En matière religieuse dans le sport « l’emprise islamique poursuit son offensive : après le port du voile par les féminines (qui perdure dans certains sports), c’est maintenant la demande d’interruption de matchs lors de la rupture du jeûne les soirs du ramadan (ramadan 2023). Certains arbitres ont accepté, suite aux menaces » (page 121).  

 

Dans le point " Défendre l’universalisme et la liberté d’expression dans la vie intellectuelle et l’expression culturelle", il est question de wokisme. On peut lire « ces approches sont d’autant plus dangereuses qu’elles résistent à toute discussion, et s’autoproclament comme vérités – voire come morale –  grâce à une novlangue au vocabulaire abscons, jamais scientifiquement défini, mais internalisé du fait  de sa grande diffusion médiatique » (page 97). « Depuis, l’intimidation physique est devenue un des moyens de la censure dans le cadre de la "cancel culture" – la culture de l’effacement  –, qui cherche à limiter la liberté de création, d’expression et d’opinion. Aux boycotts se sont ajoutés la réécriture et le traitement des œuvres du passé à partir d’une lecture politique et morale contemporaine qui ne tient nullement compte des contextes de production de ces œuvres du passé à partir d’une lecture politique et morale contemporaine qui ne tient nullement compte des contextes de production de ces œuvres , pour leur faire dénoncer systématiquement "le privilège blanc", "l’hétéro-patriarcat", "l’islamophobie" et, nouvelle venue la "transphobie". À l’épicentre de cette mouvance politique, l’association "Décoloniser les arts", crée en 2015, pèse sur le monde artistique et sur les structures de création et de diffusion pour impulser ses actions contre ce qu’elle désigne comme la pensée blanche (page 100). 

     

Dans le chapitre "Développer l’école publique laïque, un devoir constitutionnel de l’État", on donne divers arguments contre le dualisme scolaire.
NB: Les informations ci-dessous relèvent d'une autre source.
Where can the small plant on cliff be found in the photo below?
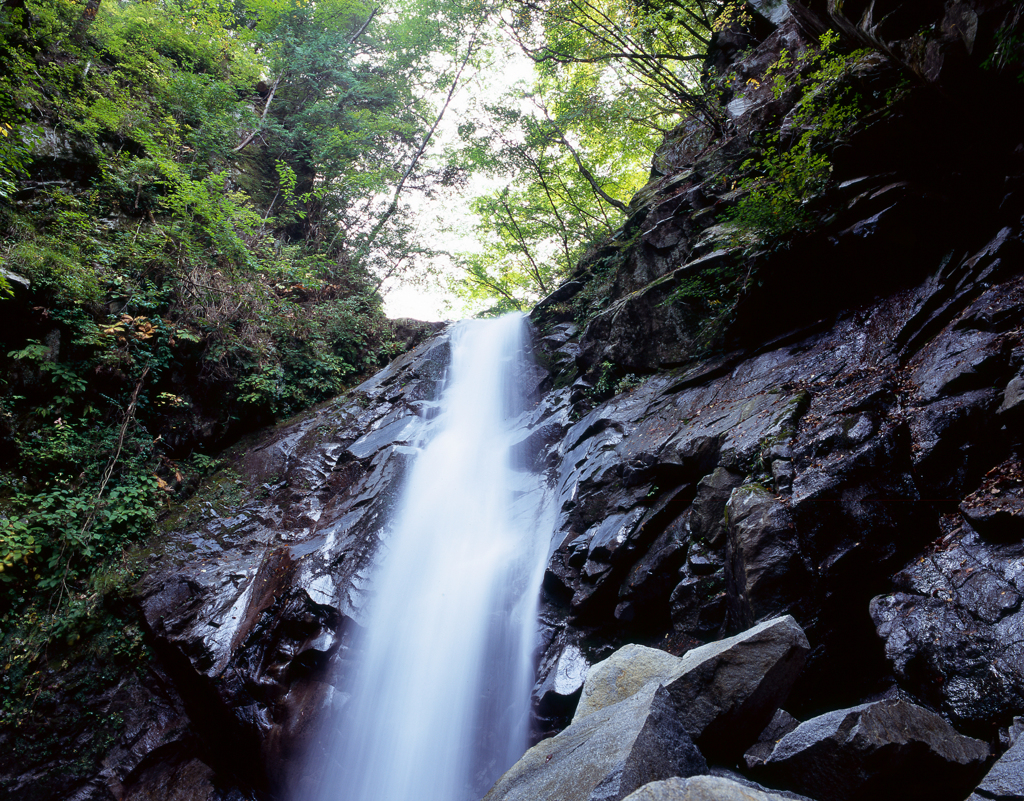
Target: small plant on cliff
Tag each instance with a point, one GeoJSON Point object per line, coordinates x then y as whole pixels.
{"type": "Point", "coordinates": [782, 179]}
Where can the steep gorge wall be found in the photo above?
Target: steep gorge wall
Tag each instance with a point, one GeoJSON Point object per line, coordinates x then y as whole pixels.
{"type": "Point", "coordinates": [843, 446]}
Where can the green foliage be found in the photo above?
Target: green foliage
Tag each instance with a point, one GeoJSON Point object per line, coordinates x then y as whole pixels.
{"type": "Point", "coordinates": [1008, 53]}
{"type": "Point", "coordinates": [795, 167]}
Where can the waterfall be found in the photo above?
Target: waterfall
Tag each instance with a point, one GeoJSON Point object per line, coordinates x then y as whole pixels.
{"type": "Point", "coordinates": [439, 701]}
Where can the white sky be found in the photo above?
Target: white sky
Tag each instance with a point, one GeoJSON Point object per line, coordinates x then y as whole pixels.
{"type": "Point", "coordinates": [427, 299]}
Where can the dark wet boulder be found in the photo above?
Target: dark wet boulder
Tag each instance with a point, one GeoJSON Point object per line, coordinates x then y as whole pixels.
{"type": "Point", "coordinates": [952, 631]}
{"type": "Point", "coordinates": [780, 725]}
{"type": "Point", "coordinates": [606, 755]}
{"type": "Point", "coordinates": [889, 749]}
{"type": "Point", "coordinates": [1006, 780]}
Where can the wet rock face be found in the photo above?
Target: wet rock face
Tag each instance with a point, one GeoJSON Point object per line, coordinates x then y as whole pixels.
{"type": "Point", "coordinates": [260, 577]}
{"type": "Point", "coordinates": [605, 756]}
{"type": "Point", "coordinates": [882, 750]}
{"type": "Point", "coordinates": [850, 456]}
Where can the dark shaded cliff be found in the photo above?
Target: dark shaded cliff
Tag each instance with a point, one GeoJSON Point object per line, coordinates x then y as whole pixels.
{"type": "Point", "coordinates": [753, 403]}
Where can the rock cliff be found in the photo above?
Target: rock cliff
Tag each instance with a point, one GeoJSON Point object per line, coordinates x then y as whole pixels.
{"type": "Point", "coordinates": [824, 424]}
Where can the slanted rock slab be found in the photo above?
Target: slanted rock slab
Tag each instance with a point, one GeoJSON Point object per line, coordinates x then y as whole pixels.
{"type": "Point", "coordinates": [725, 692]}
{"type": "Point", "coordinates": [606, 755]}
{"type": "Point", "coordinates": [889, 749]}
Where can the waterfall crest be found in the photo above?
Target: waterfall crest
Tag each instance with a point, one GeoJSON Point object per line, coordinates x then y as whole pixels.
{"type": "Point", "coordinates": [439, 701]}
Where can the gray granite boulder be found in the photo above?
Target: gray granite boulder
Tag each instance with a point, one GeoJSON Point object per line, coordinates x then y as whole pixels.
{"type": "Point", "coordinates": [725, 692]}
{"type": "Point", "coordinates": [704, 789]}
{"type": "Point", "coordinates": [606, 755]}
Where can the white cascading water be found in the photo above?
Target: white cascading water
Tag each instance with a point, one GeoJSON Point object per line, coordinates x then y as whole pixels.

On y cite Claude Dagens, évêque émérite d'Angoulême (il célébra notamment les obsèques de François Mitterrand) et membre de l'Académie française. Ce dernier avait déclaré dans les premières années du XXIe siècle : « Il n’y a pas, par conséquent, semble-t-il, plus de sens pour que l’Église occupe ce terrain (de l’enseignement), sinon au risque de se laisser instrumentaliser au service d’une logique de privatisation en mettant à la disposition des privilégiés des systèmes privés de soin, d’éducation, etc… dont l’inspiration catholique n’est plus qu’une source d’inspiration lointaine et finalement inopérante qui risque de produire un contre-témoignage » (page 47).